You’re helping secure safe drinking water

Everyone should be able to trust that the water from their tap is safe to drink. But synthetic nitrogen fertiliser – and the intensive dairying it enables – is causing alarmingly high levels of nitrate contamination in drinking water around Aotearoa. This endangers people’s health – and it’s not acceptable. 

Scientists warn that nitrate in drinking water could be causing 100 cases of bowel cancer and 40 deaths per year in New Zealand. Rural communities on bore water are the most at risk.

With your support, we’ve been able to continue our free community water testing programme. In July, we visited the Waikato to offer locals the chance to test nitrate contamination levels in their water. 

Thanks to your generosity, we were also able to confront the fertiliser industry directly. We took an enormous, 1500 sq metre banner and displayed it at the Kapuni fertiliser factory in South Taranaki. Reading ‘“Cancer Fertiliser – Cut Synthetic Nitrogen’’, the aim was to highlight the link between synthetic nitrogen fertiliser and health risks, as well as holding the fertiliser industry to account for the human harm it causes. 

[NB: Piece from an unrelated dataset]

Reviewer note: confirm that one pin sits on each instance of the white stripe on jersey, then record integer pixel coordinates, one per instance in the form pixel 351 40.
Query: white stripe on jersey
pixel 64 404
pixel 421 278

Sign the petition to ensure fertiliser companies are held responsible for their pollution here.

You’re taking action on plastic pollution

Have you been to the supermarket lately and noticed something a little different about Coca-Cola bottles? 

That’s because some incredible supporters have been out and about brand jamming the Coke shelves, spreading the word about Coca Cola being the world’s number one plastic polluter. 

On the eve of plastic free July, we also delivered our 100,000-strong petition asking the Government to ban single-use bottles to parliament. If you were one of the many New Zealanders that signed this petition, thank you! 

We took ‘’Birdie’’, our giant toroa sculpture made of reclaimed plastic bottles, in honour of the memory of the toroa that was found in Nelson starving to death from swallowing a plastic bottle. 

Your support means we can continue calling on the Government to ban single-use plastic bottles and incentivise reusable and refillable alternatives.